A potential cure? Kindness toward others. Something as simple as volunteering can improve our health, ease feelings of loneliness and broaden our social networks, studies suggest. Opportunities to give back — both in person and virtually — are more commonplace than they were last year, and the need for volunteers hasn’t let up, especially at food pantries. “Volunteering is one of the best, most certain ways we can find a purpose and meaning in our life,” said Val Walker, the author of “400 Friends and No One to Call: Breaking Through Isolation and Building Community.”
The benefits of volunteering
In a study of 10,000 volunteers in Britain, about two-thirds agreed that their volunteering had helped them feel less isolated, particularly those ages 18 to 34. Sam Boyd, 24, the director of volunteer management at Special Olympics Maryland, said she sees even her most withdrawn volunteers “come alive” during a shift, and by the end of the day, “they’re fist bumping and elbow tapping with other people.” When volunteering, you can also “get to know more about yourself and broaden your view of the world,” she added. Among older adults, social isolation and loneliness are associated with higher rates of mortality, depression and cognitive decline. Experts say that volunteering not only helps people feel less lonely, it can also improve physical well-being.
A five-year study of more than 800 people in Detroit found that helping others who don’t live with you can act as a buffer against the negative effects of stress. Although the study participants encountered stressful life events like illness, job loss or financial difficulties, those who spent time doing tasks for others — like errands, child care and housework — were less likely to die than those who had not helped others. AARP Foundation Experience Corps, an intergenerational tutoring program, found numerous benefits to volunteering: More than 85 percent of volunteers felt that their lives had improved because of their involvement with the program and 98 percent reported that the program helped them stay physically and mentally active, said Lisa Marsh Ryerson, president of AARP Foundation, the charitable affiliate of AARP. “People want to matter and to be valued across their life,” Ms. Ryerson said.

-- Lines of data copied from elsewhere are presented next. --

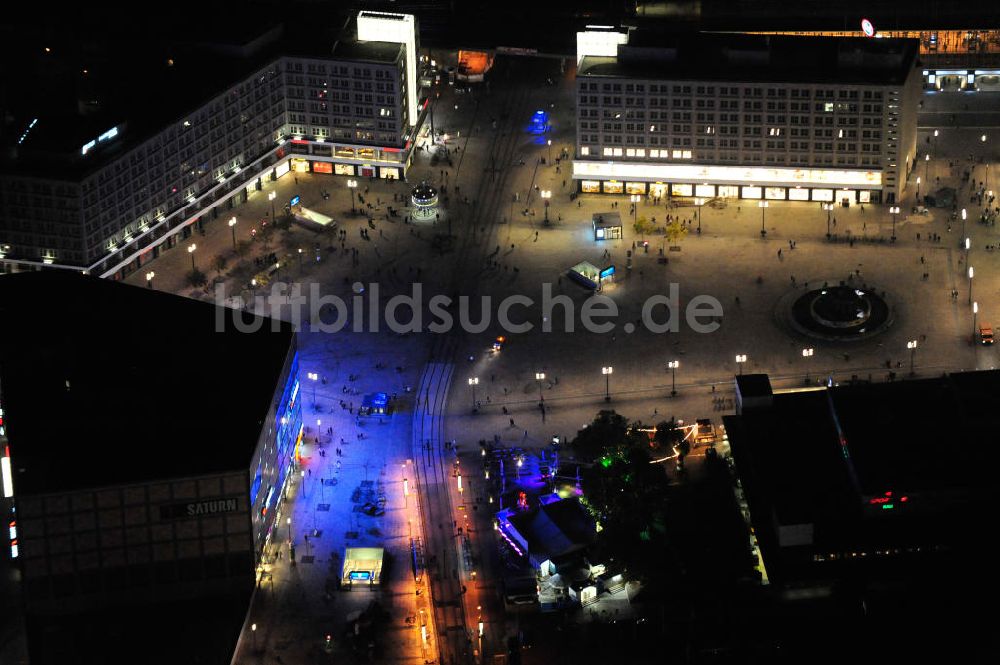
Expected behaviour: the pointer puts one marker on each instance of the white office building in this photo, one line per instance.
(745, 116)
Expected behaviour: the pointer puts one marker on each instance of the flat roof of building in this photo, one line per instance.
(203, 631)
(106, 384)
(177, 73)
(757, 58)
(383, 52)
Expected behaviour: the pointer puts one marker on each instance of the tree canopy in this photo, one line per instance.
(626, 494)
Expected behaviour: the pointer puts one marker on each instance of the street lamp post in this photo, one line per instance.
(473, 382)
(807, 353)
(314, 377)
(352, 185)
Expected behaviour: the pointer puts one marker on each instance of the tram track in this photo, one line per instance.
(450, 616)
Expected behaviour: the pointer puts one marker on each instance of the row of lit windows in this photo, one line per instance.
(795, 93)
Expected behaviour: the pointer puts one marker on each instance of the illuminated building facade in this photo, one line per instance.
(743, 116)
(127, 191)
(162, 478)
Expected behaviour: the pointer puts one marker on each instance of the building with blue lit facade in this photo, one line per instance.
(138, 477)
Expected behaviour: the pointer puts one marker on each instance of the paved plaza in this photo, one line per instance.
(502, 247)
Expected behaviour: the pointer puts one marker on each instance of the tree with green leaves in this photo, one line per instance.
(625, 493)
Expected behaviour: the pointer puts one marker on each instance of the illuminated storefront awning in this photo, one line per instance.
(696, 173)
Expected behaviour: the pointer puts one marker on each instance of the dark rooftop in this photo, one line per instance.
(555, 529)
(831, 458)
(105, 383)
(764, 58)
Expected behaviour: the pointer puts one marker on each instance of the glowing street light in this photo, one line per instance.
(352, 185)
(763, 205)
(894, 211)
(473, 382)
(986, 182)
(673, 365)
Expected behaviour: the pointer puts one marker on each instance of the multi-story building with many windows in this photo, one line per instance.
(743, 116)
(105, 191)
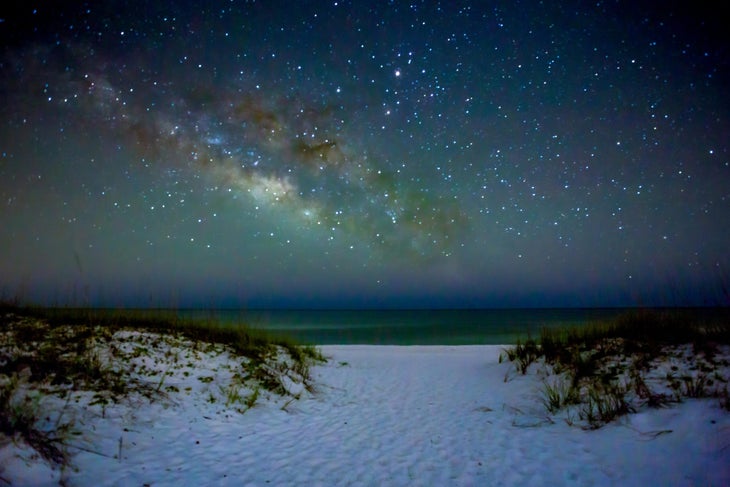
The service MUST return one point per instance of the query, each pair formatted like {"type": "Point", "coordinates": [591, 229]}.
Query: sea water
{"type": "Point", "coordinates": [407, 327]}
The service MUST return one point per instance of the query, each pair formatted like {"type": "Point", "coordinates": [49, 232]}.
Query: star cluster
{"type": "Point", "coordinates": [356, 154]}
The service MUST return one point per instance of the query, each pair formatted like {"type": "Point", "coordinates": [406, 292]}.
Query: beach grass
{"type": "Point", "coordinates": [61, 351]}
{"type": "Point", "coordinates": [607, 369]}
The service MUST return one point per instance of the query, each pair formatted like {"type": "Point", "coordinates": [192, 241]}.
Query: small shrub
{"type": "Point", "coordinates": [559, 393]}
{"type": "Point", "coordinates": [604, 404]}
{"type": "Point", "coordinates": [695, 386]}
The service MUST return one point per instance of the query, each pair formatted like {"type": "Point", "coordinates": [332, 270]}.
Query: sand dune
{"type": "Point", "coordinates": [392, 416]}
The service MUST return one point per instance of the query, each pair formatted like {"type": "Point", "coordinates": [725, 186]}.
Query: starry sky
{"type": "Point", "coordinates": [365, 154]}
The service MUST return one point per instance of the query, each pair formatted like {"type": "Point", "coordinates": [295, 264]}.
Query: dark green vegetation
{"type": "Point", "coordinates": [93, 359]}
{"type": "Point", "coordinates": [604, 370]}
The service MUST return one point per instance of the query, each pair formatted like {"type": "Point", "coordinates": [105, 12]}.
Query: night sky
{"type": "Point", "coordinates": [365, 154]}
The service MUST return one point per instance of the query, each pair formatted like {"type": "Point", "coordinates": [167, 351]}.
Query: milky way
{"type": "Point", "coordinates": [337, 154]}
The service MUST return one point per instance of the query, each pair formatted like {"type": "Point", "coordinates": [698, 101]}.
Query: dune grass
{"type": "Point", "coordinates": [603, 370]}
{"type": "Point", "coordinates": [46, 351]}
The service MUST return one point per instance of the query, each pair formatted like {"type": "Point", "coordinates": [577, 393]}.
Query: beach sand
{"type": "Point", "coordinates": [387, 415]}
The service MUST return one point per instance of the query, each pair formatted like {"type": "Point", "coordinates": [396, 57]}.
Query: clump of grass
{"type": "Point", "coordinates": [603, 364]}
{"type": "Point", "coordinates": [20, 415]}
{"type": "Point", "coordinates": [603, 404]}
{"type": "Point", "coordinates": [558, 393]}
{"type": "Point", "coordinates": [64, 350]}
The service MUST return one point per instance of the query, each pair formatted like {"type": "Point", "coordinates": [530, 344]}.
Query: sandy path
{"type": "Point", "coordinates": [407, 416]}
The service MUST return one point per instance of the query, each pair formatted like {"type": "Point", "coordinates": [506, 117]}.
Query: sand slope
{"type": "Point", "coordinates": [396, 416]}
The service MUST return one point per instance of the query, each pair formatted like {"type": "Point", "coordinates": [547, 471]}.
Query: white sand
{"type": "Point", "coordinates": [390, 416]}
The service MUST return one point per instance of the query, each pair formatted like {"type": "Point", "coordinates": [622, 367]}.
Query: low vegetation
{"type": "Point", "coordinates": [605, 370]}
{"type": "Point", "coordinates": [53, 358]}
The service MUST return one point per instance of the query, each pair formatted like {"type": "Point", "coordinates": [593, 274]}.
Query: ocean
{"type": "Point", "coordinates": [407, 327]}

Gary Bagley, executive director of New York Cares, the largest volunteer organisation in New York City, suggested setting a small goal at first, like volunteering once a week or even once a month, and building from there.
“One of the biggest mistakes you can make is to decide ‘I will volunteer twice everyday for the next year’ because you’ll burn yourself out on it,” he said. “So think of something that’s manageable for you — not frightening in its scope of commitment — and just take the first step.” Research suggests that volunteering consistently is what appears to reap the most benefits.